Monday, December 27, 2010

Documenting Altamiro's Offspring / Interessado

(Sorraia x Kiger Mustang)
Showing off his exquisite Iberian form, Interessado does his best to impress.
September 2010

By the time Interessado was born 04Aug08, Animado was already four months old. Two additional entries from the Journal of Ravenseyrie archives share more details about the birth of this soulful stud colt. You can access these entries by clicking here and here.

The first thing you will notice is how extensive the "crimped" hair effect is on Interessado as a foal, so dramatic and comprehensive one gets the impression a definite "zebro" has been born. But these stripes are not due to different pigments of hair colour, but rather to the way the light hits the "furrows". The texture is a bit like fine corduroy and the pseudo-striping effect is the same...a pair of grey corduroy trousers do not have an actual two-toned colour in the fabric, but the effect of the light hitting it makes it seem so.


By the 21st of August Interessado's pseudo-stripes had lessened considerably and he was already beginning to grow a bit of a winter coat.

Though the crimped hair and "pseudo-striping" had disappeared, one can see Interessado had a strong dorsal stripe and stripes as well on his front legs.

By the end of October, Interessado and Fada looked like two peas in a pod, all dark, with buff hair inside their ears.
(Fada is on the left, Interessado on the right)


During the early summer of 2009, Interessado (meaning "interested" in Portuguese) demonstrated just how interested he is in the elements of his environment by investigating a local porcupine, perhaps a bit too intensely!

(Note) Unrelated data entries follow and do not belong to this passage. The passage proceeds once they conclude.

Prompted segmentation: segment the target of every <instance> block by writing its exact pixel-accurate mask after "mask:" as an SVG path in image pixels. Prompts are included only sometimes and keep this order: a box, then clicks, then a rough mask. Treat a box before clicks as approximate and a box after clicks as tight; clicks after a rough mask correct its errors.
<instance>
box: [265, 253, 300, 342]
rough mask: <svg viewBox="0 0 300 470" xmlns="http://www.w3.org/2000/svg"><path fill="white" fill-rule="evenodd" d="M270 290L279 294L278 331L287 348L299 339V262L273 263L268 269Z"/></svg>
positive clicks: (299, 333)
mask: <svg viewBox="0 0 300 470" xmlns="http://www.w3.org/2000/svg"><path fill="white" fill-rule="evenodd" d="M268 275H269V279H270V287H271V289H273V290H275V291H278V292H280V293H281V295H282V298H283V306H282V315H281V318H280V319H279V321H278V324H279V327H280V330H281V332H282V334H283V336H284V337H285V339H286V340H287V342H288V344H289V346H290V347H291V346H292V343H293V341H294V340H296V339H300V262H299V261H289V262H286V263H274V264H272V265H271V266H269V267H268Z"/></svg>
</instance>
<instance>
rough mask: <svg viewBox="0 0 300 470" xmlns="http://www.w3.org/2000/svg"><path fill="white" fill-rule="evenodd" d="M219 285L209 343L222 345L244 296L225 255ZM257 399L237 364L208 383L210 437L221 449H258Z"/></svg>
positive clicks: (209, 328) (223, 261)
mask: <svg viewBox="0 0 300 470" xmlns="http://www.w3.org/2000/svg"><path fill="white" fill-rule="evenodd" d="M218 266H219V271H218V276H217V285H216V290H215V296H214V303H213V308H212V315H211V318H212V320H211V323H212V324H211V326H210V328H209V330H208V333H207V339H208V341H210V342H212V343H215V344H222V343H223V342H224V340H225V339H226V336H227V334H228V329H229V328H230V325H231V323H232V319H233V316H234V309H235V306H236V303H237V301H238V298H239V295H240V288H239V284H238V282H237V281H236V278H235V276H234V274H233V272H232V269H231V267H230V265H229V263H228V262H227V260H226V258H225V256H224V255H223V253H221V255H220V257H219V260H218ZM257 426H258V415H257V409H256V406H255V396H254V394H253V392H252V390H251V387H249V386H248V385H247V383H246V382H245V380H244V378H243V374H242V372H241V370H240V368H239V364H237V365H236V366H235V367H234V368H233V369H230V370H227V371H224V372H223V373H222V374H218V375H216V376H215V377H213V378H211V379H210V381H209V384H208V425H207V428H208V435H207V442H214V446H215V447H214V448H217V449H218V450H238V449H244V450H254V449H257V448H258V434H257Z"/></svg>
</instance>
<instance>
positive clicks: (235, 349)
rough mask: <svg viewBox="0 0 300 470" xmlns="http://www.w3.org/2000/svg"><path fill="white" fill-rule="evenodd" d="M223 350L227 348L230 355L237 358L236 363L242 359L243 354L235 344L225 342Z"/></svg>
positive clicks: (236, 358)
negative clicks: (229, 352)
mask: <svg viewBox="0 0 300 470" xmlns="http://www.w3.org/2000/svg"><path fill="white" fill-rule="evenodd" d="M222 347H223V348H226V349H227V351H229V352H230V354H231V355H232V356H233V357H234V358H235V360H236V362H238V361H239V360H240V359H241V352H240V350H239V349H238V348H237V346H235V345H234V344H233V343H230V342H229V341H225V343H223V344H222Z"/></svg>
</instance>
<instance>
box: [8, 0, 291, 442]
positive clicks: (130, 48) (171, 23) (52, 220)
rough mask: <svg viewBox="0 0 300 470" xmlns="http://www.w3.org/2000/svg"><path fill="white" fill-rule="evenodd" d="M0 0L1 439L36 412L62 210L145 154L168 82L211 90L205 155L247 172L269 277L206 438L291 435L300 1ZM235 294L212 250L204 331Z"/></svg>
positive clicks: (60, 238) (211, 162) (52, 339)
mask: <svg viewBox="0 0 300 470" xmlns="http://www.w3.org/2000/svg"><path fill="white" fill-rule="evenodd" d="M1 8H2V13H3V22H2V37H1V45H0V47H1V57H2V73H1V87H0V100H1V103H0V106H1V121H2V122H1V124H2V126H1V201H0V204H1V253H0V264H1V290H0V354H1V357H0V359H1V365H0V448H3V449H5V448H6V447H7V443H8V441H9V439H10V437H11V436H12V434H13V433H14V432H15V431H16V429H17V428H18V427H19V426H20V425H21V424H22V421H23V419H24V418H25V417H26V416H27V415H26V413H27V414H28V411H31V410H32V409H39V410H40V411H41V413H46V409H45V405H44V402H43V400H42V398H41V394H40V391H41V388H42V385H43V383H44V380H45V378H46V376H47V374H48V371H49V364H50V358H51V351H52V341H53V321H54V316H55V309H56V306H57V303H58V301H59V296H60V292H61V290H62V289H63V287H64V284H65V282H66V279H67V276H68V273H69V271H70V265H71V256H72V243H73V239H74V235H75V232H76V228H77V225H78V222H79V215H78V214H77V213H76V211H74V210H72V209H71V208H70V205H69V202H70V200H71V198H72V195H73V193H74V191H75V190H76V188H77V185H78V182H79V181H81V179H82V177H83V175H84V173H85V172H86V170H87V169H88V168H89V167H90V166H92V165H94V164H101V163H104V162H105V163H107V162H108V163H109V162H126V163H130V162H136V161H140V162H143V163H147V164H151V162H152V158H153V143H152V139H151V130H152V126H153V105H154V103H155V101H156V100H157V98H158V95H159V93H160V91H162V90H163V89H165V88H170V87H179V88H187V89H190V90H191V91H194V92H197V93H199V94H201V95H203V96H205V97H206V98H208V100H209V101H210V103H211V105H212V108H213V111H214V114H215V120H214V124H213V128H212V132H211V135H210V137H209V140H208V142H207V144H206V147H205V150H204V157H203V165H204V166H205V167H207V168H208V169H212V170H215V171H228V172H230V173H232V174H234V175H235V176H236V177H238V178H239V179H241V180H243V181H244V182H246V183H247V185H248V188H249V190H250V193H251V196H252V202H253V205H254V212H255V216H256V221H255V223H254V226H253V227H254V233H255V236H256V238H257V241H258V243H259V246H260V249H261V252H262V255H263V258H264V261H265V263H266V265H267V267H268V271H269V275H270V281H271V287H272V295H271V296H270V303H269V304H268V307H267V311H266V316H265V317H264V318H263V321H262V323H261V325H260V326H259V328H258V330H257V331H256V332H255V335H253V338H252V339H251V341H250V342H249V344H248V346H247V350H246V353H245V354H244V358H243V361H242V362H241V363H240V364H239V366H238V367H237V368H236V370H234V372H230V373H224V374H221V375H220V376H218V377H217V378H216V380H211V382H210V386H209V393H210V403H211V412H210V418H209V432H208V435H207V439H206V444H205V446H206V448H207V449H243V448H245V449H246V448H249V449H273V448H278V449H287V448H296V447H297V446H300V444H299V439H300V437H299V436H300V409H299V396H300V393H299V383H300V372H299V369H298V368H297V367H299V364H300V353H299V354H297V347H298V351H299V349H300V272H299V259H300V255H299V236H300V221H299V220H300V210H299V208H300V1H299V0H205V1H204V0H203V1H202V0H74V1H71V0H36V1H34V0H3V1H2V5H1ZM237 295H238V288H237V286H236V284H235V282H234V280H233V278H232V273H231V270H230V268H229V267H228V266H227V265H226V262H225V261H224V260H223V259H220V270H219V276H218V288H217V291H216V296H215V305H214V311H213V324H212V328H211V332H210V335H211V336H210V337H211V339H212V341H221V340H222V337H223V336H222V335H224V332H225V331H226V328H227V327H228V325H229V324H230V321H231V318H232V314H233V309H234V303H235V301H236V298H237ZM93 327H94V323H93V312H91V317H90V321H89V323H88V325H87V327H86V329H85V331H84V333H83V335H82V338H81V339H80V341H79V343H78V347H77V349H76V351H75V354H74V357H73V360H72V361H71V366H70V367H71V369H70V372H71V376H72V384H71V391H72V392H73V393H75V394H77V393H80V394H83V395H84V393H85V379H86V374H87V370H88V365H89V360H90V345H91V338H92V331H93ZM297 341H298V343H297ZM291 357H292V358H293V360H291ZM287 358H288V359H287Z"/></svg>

You can read about this episode in Interessado's young life, here.

As a yearling, Interessado's leg stripes were shrouded by black hairs making for solid looking, uniform colour, yet still a hint of his dorsal stripe could be seen. (Left to right: Animado, Interessado and Fada)


A characteristic I've noticed in Sorraia and other primitive horses is the way their hide is predisposed to wrinkles, reminding me sometimes of the way elephant hide is. Here, (see above photo) even on a black coloured Sorraia x Sorraia Mustang these skin folds or wrinkles are readily apparent.

Here they are as two year olds, with Interessado looking almost completely black at this stage of his growth. (Left to right: Interessado, Fada and Animado)

Interessado's extremely dark (dare I say black?) coat colour still from time to time gives the impression of showing his dorsal stripe. So much so that I often find myself taking photos of him from behind to see if I can spot it. I took quite a few on Christmas day, and frankly, at this point in this very attractive stud colt, I cannot detect a dorsal stripe any more.

And yet, I cannot say that this colt is a true black, since he retains the characteristic buff coloured interior ear hair that all dun-diluted horses have.

Interessado is a very ardent-minded, noble fellow...mysteriously dark and full of the right mixture of gentle-heartedness and dynamic vigor--the type of horse that would fight bulls by day, breed mares by night and in the early morning revel in the the empathetic touch of human friendship.


June said...

For some reason I think Interessado is my favorite.

Lynne Gerard said...

Hello June!
Interessado has a special place in my heart, too. It's nice to know he has a bit of a fan club.

Thanks for reading and commenting!

Susan Catt said...

I know of a stallion Spanish Mustang who is so black you'd swear he was a true black. He as the buff ears though and has thrown dun factor on non dun mare.

Lynne Gerard said...

Susan wrote:
"He as the buff ears though and has thrown dun factor on non dun mare."

Susan, what type of dun? Red, yellow, or grulla? How light or dark was the shade?

Any photos you know of out there on the web of the stallion and his offspring?